1. Das Oberlandesgericht ist im Ergebnis richtig davon ausgegangen, dass der Antrag auf gerichtliche Entscheidung als zulässig zu betrachten ist. Der sofortigen Beschwerde ist demnach nicht schon deshalb stattzugeben, weil binnen der Monatsfrist des § 111 Abs. 2 Satz 1 BNotO kein formgerechter Antrag eingegangen ist.

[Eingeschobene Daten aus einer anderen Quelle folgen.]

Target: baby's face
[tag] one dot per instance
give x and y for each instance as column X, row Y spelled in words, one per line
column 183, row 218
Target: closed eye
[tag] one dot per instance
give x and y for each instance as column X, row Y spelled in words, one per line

a) Allerdings ist der Antrag, wie er im Hauptsacheverfahren eingereicht worden ist, aus sich heraus nicht verständlich. Er nennt - entgegen den Erfordernissen des insoweit entsprechend anwendbaren § 37 Abs. 3 BRAO - weder Datum oder Aktenzeichen noch den näheren Inhalt des Verwaltungsaktes, gegen den sich der Antrag wenden soll. Er macht zudem nicht deutlich, in welchem Umfang der Verwaltungsakt angegriffen werden soll, so dass das Rechtsschutzziel auch nicht allein aus der Tatsache der Erhebung des Rechtsbehelfs deutlich geworden ist (vgl. Senat, Beschlüsse vom 9. Dezember 1991 - NotZ 14/91 - BGHR BNotO § 111 Abs. 1, Antragsvoraussetzungen 1; vom 30. Juli 1990 - NotZ 25/89 - Rn. 13 bei juris; Schippel/Bracker/Lemke, BNotO 8. Aufl. § 111 Rn. 36, jeweils zu § 39 Abs. 2 BRAO a. F., der § 37 Abs. 3 BRAO n.F. entspricht). Der Antrag beschränkt sich vielmehr auf die Angabe des Aktiv- und Passivrubrums, den Hinweis, dass es sich um einen Antrag nach § 111 BNotO handeln und die Antragsgegnerin "zugleich" zur Neubescheidung verpflichtet werden soll. Er erschließt sich der Sache nach lediglich durch eine Zusammenschau mit dem bereits anhängigen Antrag auf Erlass einer einstweiligen Anordnung, dessen Aktenzeichen Not 3/08 indes - entgegen der Darstellung des Oberlandesgerichts in seiner gerichtlichen Verfügung vom 23. Juni 2008 - nicht angegeben war; der Antrag im Hauptsacheverfahren weist lediglich ein bürointernes Aktenzeichen des Verfahrensbevollmächtigten des Antragstellers aus.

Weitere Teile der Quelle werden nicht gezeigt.